Toby Pasman I would say medical professionals can start incorporating neurotherapy more so into their practice. I think that the way I see it kind of going forward. I think it would be awesome if, say, general, your general practitioner, your family doctor was able to just do an EEG recording with you, say, every year, say, at your yearly check up, if they were able to do a yearly EEG, which is not that difficult to to record. It maybe an hour long process and it’s not invasive, doesn’t hurt the patient at all. And it can provide really, quite a lot of information as far as what a person’s brain is doing. I think that would be super cool if we started seeing that as just being in the same way that we get our blood pressure checked. We go in for lab testing, and I think regularizing or normalizing. Rather, the use of some of this neuro technology, such as doing these EEG recordings could really change things in a huge way because, say, for instance, if this kind of what I’m proposing, if this was to happen, say, you are going in every year and you are getting an EEG done, and they’re kind of tracking your brain data over the years and then say, you went into your doctor and said, Gosh stock. I can’t think clearly lately I’ve lost my memory. I’m having these weird cognitive symptoms. Then we could look at, okay, what is the brain doing right now? And how is that different from the last EEG that you had done in which you were feeling a lot better. So I think incorporating neurotechnology and neuro therapy into really, it could go as broad as your general practitioner, but I think that could be super powerful going forward in the future.

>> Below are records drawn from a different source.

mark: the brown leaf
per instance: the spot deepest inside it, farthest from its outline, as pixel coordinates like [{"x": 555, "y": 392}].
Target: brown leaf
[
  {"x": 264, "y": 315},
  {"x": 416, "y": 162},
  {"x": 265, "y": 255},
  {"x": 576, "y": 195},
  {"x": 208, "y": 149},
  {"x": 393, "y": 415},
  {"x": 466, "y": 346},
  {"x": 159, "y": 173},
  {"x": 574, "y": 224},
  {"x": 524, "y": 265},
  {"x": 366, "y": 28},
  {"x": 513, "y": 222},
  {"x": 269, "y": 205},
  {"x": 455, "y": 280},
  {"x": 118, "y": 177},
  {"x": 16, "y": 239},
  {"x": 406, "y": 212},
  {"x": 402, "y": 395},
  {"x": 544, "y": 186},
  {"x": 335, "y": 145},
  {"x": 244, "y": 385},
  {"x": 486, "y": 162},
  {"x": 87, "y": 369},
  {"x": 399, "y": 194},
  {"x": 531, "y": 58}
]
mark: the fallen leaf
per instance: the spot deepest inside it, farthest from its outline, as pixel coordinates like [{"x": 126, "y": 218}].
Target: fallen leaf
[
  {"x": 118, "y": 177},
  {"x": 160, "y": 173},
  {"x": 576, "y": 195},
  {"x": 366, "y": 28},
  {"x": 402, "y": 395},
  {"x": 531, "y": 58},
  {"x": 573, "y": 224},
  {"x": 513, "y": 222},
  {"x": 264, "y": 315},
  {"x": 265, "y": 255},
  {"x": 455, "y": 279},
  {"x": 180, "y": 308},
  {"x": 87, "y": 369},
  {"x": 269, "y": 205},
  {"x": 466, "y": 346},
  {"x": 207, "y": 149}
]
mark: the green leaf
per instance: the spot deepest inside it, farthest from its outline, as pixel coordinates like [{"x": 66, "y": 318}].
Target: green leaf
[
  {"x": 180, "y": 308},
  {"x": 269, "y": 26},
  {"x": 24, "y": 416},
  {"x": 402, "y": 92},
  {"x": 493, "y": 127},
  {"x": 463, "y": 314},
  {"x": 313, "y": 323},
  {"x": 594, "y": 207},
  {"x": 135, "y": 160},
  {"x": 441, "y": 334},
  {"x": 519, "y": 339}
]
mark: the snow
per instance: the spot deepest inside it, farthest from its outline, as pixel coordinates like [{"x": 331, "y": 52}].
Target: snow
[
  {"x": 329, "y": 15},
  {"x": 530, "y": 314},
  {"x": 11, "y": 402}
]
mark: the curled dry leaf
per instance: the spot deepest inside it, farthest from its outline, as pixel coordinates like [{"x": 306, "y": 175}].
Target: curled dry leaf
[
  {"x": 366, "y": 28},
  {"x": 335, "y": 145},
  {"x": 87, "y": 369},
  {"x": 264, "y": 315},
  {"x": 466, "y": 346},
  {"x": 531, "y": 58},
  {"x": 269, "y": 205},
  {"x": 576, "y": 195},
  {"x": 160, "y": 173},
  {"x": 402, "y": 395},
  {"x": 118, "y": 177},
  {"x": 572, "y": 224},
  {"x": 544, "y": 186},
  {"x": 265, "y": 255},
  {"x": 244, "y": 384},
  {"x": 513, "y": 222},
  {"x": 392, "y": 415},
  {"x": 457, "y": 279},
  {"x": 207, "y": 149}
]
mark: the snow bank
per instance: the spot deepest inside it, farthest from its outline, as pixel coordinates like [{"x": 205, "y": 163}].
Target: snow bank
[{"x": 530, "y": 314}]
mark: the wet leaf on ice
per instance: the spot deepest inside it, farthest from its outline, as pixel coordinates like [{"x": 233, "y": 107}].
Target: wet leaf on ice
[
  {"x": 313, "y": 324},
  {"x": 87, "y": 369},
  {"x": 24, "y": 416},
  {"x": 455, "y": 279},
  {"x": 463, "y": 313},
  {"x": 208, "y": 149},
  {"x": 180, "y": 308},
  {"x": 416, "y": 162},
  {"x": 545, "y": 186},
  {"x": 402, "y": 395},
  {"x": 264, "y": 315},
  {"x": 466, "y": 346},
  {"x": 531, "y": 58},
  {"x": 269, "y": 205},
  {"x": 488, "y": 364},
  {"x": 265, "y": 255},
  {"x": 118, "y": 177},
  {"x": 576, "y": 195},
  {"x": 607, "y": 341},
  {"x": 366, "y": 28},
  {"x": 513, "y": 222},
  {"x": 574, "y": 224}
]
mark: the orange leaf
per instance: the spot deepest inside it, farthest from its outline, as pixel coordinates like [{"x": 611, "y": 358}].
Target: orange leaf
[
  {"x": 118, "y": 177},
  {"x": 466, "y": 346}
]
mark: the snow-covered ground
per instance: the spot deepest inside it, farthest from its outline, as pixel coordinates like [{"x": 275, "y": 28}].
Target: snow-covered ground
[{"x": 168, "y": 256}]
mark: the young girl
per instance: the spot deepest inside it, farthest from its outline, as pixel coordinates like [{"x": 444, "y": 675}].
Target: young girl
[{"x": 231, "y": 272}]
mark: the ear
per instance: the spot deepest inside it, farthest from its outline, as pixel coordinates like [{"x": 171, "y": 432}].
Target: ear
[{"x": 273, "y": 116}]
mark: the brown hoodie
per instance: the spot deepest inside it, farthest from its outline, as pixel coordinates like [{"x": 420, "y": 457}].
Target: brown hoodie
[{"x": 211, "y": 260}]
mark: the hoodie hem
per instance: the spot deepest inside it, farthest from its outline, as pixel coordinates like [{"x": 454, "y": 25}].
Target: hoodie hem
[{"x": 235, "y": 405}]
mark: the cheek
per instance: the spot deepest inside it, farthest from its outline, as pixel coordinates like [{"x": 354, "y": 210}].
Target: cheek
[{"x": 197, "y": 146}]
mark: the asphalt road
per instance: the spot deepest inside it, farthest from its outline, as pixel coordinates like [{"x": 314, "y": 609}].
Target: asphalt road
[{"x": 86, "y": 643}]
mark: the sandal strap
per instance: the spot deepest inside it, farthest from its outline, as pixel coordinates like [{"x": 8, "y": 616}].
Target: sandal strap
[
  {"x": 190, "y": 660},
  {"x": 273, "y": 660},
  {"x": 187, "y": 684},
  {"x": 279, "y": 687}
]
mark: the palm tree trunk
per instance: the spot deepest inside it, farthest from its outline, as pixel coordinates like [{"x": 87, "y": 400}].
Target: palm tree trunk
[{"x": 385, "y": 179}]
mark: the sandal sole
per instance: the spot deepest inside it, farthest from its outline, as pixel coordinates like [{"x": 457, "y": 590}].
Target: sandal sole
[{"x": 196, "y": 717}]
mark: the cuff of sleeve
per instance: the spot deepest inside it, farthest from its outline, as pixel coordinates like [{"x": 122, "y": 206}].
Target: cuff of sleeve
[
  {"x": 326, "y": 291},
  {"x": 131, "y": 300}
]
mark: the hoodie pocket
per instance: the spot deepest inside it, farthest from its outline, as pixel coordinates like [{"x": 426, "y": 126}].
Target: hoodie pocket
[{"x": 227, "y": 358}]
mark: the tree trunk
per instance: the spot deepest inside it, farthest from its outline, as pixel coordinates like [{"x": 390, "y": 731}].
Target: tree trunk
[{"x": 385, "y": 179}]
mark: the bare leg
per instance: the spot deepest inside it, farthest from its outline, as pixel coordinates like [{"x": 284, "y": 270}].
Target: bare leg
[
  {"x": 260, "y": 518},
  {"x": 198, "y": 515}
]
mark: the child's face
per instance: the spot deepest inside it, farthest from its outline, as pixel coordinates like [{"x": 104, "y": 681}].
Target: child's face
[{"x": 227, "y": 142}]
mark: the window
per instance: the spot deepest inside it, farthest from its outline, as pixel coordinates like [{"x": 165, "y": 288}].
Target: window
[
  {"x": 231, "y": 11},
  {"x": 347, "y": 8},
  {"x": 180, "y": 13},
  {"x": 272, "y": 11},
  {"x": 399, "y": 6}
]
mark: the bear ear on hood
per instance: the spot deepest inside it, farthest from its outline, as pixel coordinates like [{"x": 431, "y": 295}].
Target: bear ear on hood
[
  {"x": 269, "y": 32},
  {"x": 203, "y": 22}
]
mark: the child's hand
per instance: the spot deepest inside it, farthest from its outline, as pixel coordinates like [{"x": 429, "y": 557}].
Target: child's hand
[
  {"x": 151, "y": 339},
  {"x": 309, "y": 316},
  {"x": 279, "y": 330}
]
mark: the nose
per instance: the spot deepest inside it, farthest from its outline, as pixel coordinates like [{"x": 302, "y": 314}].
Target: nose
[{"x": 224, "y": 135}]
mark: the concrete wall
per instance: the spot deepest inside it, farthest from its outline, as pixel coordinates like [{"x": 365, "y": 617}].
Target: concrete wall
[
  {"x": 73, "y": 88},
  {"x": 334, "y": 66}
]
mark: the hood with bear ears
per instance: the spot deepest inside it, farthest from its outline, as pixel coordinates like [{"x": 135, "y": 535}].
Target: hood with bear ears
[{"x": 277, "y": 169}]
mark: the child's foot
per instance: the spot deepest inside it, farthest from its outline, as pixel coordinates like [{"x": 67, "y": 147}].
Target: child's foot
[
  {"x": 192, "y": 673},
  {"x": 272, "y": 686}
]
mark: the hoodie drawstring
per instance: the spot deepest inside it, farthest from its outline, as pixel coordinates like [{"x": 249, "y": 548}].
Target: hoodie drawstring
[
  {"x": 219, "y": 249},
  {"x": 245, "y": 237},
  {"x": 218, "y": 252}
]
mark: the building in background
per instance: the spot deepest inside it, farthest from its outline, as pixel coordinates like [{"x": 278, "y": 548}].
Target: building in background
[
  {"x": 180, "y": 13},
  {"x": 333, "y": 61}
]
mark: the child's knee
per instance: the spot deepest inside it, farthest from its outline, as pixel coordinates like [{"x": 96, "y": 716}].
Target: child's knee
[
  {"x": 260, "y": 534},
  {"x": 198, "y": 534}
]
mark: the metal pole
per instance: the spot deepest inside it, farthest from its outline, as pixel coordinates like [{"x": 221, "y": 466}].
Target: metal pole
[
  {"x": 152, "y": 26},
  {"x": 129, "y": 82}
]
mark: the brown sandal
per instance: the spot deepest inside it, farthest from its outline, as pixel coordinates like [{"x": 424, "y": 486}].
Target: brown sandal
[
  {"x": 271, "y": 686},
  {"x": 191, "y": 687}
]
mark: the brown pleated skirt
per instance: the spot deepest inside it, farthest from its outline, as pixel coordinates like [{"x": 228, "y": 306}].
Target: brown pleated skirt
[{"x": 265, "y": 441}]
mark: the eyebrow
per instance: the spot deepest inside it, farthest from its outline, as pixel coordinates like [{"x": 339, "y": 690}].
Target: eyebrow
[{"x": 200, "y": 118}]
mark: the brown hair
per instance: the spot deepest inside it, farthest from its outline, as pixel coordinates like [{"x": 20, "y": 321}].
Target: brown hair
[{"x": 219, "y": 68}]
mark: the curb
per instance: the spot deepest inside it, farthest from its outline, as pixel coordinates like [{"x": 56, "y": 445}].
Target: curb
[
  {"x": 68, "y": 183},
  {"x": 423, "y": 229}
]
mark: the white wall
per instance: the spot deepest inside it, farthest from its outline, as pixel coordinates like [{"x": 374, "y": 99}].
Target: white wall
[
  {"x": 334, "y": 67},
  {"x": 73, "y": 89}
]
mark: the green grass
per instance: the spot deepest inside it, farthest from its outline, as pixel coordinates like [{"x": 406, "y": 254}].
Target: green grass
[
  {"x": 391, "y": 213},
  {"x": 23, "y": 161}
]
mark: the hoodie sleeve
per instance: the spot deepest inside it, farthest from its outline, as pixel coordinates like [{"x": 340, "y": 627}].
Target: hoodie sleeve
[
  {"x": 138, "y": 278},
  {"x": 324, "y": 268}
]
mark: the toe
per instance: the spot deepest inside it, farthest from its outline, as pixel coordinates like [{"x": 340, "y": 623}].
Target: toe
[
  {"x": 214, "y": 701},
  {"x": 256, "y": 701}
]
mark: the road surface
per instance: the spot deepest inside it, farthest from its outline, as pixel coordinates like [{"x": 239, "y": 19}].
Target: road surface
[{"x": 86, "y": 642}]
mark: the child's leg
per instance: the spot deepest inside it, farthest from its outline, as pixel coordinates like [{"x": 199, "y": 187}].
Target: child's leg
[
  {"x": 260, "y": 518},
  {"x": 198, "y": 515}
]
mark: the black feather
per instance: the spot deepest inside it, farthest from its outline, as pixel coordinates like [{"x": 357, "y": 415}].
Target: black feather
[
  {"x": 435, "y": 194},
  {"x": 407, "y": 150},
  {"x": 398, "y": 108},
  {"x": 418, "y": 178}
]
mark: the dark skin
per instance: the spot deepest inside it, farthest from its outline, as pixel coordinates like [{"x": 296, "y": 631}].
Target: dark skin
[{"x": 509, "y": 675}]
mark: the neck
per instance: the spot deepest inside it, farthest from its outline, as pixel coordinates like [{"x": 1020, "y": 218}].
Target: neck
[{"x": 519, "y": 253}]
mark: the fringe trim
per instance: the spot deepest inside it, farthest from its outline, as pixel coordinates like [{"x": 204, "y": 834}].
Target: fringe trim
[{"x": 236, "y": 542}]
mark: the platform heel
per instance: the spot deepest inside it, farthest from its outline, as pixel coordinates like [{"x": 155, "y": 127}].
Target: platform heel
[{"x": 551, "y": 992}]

Rob Oliver: Right. So I’m hearing you say, basically making sure that the brain is included as part of the general health care that’s being provided. Listen, Toby, thank you so much for being here. I appreciate you sharing your thoughts, and I really appreciate your perspective on health care.

Disclaimer: All opinions expressed by guests on the Perspectives on Healthcare Podcast are solely the opinion of the guest. They are not to be misconstrued as medical diagnoses or medical advice. Please consult with a licensed medical professional before attempting any of the treatments suggested.